India's weight on the MSCI Global Standard index, which measures developing market companies, has soared to a new high, indicating that the country's equity markets will see inflows of almost $3 billion. India has reduced the gap with China on the benchmark MSCI index. While China's weight in the index would decline to 20.2% from 25%, India's weight will grow to 19.8% from 19.2. The modifications to index weights will take effect after the markets close on August 30. India's weight is anticipated to reach beyond 20% by the end of November.
According to Abhilash Pagaria, head of Nuvama Alternative and Quantitative Research, this will result in an inflow of $2.7 billion to $3 billion into India.

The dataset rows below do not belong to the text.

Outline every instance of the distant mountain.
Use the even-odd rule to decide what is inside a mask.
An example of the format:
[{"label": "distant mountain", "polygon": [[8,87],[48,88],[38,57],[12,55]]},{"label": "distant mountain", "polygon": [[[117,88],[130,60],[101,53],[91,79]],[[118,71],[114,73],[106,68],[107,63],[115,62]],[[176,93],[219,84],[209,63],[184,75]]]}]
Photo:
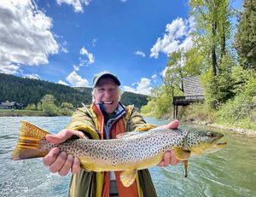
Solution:
[{"label": "distant mountain", "polygon": [[[55,96],[57,106],[62,102],[69,102],[78,107],[81,106],[81,102],[91,102],[91,88],[71,88],[52,82],[0,73],[0,101],[19,101],[26,106],[38,103],[47,94]],[[143,105],[147,104],[148,100],[147,96],[124,92],[121,102],[124,105],[133,104],[140,109]]]}]

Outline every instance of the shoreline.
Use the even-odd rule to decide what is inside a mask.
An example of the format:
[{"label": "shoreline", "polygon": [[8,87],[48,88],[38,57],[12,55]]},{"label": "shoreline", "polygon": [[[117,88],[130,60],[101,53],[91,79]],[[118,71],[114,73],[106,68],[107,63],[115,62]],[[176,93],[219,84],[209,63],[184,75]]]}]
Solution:
[{"label": "shoreline", "polygon": [[207,122],[201,122],[201,121],[185,121],[185,122],[196,124],[200,125],[205,125],[210,128],[226,130],[232,131],[234,133],[245,135],[248,137],[256,137],[256,130],[251,129],[243,129],[235,125],[218,125],[216,123],[207,123]]}]

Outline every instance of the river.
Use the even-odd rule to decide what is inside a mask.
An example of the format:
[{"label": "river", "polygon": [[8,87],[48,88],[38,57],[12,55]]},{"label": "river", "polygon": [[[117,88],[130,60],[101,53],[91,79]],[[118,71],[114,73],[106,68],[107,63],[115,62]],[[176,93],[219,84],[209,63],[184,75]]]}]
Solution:
[{"label": "river", "polygon": [[[0,196],[67,196],[71,175],[61,177],[44,167],[42,159],[13,161],[20,120],[56,133],[69,117],[0,117]],[[147,119],[151,124],[166,121]],[[200,128],[182,125],[181,128]],[[212,129],[211,129],[212,130]],[[149,169],[158,196],[256,196],[256,138],[220,130],[228,145],[224,149],[189,159],[189,177],[182,164]]]}]

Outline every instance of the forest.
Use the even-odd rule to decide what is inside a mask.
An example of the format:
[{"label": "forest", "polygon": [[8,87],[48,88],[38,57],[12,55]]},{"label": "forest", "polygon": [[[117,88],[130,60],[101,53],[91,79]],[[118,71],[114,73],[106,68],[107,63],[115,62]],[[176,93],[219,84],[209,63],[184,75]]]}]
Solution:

HDFC Bank, India's largest private lender and the heaviest stock on the benchmark NSE Nifty 50, would see its weightage grow, potentially generating $1.8 billion in inflows, according to Pagaria.
"Given the current pace and momentum in domestic equities, India could potentially cross 22 percent weightage by year-end" on the MSCI index, Pagaria stated.
Bharti Airtel, Coal India, and Mphasis are among the businesses whose weightage on the index will be increased, while Maruti Suzuki India, LTIMindtree, Ambuja Cements, Adani Enterprises, Yes Bank, and SRF will be reduced.
Bandhan Bank will not be included in the MSCI Emerging Markets index; instead, Dixon Technologies, Vodafone Idea, Oil India, Zydus Lifesciences, Rail Vikas Nigam, Prestige Estates Project, and Oracle Financial Services will be included.
The MSCI India Small-cap index will see the addition of around 25 companies. Inflows of between $3 and $26 million are anticipated, according to Nuvama.